Court Opinion

ID: 6529150
Source: CourtListenerOpinion
Date Created: 2022-07-19 19:59:19.895459+00
Date Added: 2024-06-11T15:55:18.579510
License: Public Domain

HITCHCOCK, C. J.
— This was an action by the plaintiff in error, who was plaintiff below, against the defendants, charging them as partners, on an account for work and labor. A verdict and judgment were hail against the plaintiff below.
The only question to be examined in this Court, arises upon a bill of exceptions, taken at the trial below, to the instruction given by the Court to the jury-
Proof was given by the plaintiff, of his account, which appeared to have been for work, &c., on a lot of ground, a deed to which, in the name of Horace Green, one of the defendants, was read. The Court charged the jury, “ that the plaintiff could not recover without proving a partnership between the defendants to which the plaintiff excepted.”
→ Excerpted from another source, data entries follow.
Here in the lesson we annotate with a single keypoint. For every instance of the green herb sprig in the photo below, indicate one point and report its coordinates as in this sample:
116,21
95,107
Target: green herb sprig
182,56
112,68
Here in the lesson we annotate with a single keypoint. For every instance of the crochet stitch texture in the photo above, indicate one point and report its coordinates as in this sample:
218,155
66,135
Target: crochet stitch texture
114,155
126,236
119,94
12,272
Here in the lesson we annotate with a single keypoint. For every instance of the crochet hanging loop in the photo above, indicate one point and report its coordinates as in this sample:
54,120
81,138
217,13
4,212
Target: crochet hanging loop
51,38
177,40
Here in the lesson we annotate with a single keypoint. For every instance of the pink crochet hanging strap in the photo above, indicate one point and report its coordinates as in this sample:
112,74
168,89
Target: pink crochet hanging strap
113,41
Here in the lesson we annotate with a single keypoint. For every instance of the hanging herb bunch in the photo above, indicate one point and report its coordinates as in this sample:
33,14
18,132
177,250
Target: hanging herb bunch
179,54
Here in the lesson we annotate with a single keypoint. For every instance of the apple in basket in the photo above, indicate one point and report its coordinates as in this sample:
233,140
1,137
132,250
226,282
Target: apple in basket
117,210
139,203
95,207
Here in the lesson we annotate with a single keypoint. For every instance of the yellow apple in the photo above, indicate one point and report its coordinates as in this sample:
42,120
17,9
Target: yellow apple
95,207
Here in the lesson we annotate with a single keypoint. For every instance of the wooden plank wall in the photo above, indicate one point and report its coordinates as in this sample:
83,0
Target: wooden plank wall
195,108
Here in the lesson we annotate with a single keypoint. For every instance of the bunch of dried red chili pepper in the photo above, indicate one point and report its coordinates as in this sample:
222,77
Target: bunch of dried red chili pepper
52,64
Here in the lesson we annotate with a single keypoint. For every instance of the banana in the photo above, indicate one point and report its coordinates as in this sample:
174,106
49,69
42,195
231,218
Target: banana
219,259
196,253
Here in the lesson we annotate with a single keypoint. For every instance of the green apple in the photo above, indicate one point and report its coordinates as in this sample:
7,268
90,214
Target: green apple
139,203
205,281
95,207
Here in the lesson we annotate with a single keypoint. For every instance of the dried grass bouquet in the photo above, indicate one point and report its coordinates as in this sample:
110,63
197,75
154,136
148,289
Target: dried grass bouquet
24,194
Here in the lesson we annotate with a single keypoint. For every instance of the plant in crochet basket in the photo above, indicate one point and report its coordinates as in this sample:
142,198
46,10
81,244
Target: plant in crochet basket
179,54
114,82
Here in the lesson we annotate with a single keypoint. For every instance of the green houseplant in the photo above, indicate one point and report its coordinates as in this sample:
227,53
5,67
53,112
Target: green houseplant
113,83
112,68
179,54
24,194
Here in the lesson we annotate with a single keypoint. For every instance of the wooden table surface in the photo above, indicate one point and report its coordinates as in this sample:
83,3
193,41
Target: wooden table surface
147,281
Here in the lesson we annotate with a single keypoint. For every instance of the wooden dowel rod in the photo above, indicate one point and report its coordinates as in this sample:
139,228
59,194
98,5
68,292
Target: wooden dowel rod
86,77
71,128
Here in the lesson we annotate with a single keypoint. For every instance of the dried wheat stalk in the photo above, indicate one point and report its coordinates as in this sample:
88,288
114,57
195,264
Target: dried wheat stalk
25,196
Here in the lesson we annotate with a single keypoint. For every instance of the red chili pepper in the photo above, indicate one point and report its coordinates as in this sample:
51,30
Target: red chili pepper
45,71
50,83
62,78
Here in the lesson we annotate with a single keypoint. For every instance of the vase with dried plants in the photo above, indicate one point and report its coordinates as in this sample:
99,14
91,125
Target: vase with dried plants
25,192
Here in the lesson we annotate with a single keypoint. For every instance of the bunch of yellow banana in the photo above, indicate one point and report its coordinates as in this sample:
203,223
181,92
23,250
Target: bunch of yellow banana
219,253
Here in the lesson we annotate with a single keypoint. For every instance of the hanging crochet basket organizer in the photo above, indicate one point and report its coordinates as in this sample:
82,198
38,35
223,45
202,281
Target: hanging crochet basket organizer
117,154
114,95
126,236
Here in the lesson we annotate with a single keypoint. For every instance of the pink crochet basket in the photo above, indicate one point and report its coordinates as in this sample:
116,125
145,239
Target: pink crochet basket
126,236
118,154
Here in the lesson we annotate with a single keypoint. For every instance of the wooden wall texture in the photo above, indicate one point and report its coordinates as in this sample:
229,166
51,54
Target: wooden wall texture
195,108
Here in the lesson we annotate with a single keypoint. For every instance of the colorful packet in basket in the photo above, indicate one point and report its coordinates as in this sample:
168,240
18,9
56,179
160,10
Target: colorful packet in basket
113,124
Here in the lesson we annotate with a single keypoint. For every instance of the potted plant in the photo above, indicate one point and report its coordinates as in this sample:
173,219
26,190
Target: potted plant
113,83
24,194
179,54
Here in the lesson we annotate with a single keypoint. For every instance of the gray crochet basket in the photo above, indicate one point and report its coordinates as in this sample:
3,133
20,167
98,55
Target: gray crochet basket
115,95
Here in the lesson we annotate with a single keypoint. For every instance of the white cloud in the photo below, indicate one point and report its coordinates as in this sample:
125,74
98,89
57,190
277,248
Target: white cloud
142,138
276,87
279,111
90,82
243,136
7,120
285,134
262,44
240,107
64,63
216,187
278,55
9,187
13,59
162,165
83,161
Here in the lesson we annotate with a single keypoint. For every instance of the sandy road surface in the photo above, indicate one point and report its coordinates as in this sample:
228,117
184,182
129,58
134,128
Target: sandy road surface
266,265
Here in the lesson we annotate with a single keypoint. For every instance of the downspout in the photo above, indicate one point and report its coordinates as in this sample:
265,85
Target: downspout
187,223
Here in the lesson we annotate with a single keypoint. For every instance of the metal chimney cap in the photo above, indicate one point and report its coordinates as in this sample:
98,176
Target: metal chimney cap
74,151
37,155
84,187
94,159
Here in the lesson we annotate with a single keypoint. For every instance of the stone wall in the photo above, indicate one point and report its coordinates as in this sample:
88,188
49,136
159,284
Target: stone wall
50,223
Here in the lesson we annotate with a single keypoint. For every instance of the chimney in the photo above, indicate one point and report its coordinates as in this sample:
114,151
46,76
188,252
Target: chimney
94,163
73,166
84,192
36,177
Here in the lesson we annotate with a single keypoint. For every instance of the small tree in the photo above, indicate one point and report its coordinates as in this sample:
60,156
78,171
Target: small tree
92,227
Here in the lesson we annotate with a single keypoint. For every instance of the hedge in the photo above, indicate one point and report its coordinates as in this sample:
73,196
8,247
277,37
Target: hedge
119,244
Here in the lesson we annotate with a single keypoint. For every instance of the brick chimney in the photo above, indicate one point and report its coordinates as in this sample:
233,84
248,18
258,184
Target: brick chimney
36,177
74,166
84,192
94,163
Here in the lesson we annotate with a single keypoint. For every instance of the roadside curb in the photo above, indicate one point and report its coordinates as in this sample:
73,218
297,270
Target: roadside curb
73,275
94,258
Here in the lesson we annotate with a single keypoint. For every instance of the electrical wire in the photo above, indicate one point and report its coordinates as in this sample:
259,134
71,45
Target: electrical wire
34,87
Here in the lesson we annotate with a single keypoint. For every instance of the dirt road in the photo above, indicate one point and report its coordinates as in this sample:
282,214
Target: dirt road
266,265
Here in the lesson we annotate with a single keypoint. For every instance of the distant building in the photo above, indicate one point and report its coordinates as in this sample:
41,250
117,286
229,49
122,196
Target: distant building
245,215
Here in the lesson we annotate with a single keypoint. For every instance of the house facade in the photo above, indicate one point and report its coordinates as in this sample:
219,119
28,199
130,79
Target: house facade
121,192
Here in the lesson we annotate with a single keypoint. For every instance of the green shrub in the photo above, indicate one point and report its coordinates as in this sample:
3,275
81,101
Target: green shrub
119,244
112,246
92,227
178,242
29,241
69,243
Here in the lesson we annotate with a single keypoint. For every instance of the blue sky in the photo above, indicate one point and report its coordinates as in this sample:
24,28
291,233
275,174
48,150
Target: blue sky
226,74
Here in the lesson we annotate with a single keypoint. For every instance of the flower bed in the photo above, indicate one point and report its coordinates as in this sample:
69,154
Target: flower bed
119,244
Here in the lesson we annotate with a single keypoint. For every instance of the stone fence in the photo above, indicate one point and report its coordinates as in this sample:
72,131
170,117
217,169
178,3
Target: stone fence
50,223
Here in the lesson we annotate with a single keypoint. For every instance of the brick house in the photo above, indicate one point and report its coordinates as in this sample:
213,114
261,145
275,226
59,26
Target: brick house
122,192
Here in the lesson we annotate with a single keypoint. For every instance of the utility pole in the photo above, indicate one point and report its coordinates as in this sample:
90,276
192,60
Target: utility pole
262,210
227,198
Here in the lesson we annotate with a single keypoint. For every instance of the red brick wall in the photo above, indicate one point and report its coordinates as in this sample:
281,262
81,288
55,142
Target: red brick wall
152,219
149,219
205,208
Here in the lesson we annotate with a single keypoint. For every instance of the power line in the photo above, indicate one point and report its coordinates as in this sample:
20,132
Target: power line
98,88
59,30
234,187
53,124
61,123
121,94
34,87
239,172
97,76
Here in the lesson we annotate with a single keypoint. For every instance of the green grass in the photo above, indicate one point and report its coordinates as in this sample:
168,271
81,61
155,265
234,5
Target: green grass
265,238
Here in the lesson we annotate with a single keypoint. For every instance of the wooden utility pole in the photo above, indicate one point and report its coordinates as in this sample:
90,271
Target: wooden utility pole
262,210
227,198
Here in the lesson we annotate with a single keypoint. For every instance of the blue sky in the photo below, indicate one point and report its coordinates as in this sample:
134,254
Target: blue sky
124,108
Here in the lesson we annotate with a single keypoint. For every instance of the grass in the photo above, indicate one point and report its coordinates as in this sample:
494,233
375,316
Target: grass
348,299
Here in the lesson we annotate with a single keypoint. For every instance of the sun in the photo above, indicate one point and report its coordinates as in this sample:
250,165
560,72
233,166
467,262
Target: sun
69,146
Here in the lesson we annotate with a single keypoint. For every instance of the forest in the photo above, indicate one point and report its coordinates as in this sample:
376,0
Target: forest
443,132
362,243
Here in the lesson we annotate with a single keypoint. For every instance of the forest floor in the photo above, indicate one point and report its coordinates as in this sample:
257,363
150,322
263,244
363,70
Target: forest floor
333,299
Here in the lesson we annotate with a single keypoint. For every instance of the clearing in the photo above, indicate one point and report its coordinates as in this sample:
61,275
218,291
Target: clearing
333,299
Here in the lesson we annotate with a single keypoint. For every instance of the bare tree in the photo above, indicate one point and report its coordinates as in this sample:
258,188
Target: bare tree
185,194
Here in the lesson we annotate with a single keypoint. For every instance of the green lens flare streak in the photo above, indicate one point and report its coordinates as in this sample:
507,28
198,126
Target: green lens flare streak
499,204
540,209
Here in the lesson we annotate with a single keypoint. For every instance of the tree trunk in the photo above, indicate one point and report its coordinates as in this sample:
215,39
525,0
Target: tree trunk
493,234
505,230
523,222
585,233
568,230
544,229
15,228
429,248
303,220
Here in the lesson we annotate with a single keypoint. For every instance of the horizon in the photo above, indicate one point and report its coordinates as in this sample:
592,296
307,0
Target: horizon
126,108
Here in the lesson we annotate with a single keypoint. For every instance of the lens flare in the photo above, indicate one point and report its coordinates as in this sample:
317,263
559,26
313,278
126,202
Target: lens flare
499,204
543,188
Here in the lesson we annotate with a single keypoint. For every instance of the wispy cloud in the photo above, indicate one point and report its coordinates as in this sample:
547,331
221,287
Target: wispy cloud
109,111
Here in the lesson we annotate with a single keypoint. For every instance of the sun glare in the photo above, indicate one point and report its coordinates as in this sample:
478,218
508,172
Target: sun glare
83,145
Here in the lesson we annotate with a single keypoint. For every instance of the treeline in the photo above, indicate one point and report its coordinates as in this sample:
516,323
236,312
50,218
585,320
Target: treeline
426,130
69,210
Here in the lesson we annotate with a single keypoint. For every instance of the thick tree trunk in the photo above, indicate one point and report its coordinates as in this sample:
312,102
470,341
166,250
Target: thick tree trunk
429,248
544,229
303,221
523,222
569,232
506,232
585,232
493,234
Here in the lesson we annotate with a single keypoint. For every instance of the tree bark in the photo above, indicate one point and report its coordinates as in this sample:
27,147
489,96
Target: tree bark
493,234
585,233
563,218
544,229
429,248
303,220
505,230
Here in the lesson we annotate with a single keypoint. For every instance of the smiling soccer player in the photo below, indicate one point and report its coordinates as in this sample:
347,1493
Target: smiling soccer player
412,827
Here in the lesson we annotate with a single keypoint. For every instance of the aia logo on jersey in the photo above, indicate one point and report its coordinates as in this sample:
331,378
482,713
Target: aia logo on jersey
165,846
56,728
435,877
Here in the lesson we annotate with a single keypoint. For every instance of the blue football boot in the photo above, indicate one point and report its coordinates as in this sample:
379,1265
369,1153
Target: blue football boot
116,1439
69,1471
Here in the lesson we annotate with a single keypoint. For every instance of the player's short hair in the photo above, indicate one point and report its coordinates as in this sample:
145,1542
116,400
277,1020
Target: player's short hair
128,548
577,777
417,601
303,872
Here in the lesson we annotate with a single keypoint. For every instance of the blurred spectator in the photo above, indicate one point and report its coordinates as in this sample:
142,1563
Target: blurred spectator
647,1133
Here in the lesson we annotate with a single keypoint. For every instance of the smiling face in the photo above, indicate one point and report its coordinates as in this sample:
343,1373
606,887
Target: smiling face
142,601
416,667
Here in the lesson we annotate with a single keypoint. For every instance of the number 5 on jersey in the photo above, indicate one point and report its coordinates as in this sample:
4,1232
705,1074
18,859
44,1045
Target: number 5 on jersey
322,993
By the act of 1818,* it is declared, that “when any suit shall be instituted against two or more persons, as partners in any firm, if one or more persons, not partners in said firm, shall have been sued as such, the Court before whom said suit is pending, shall discontinue said suit against such person or persons, as shall appear not to be partners in said firm, and proceed to judgment and execution against all,, or any of the defendants in such action, who shall appear to be partners.”
Under this statute, the charge of the Court was erroneous. The jury should have been instructed, to have found in favor of the one found not to be a partner, and against the other, if the facts so appeared, and then judgment should have been rendered against the one, and in favor of the other, for his costs. The object of this statute was to prevent the *128dismissal of suits when persons were improperly-joined as partners. Such was the decision of this Court in the case of Jones, et al. vs Pitcher, et al.
The judgment must be reversed and the cause remanded.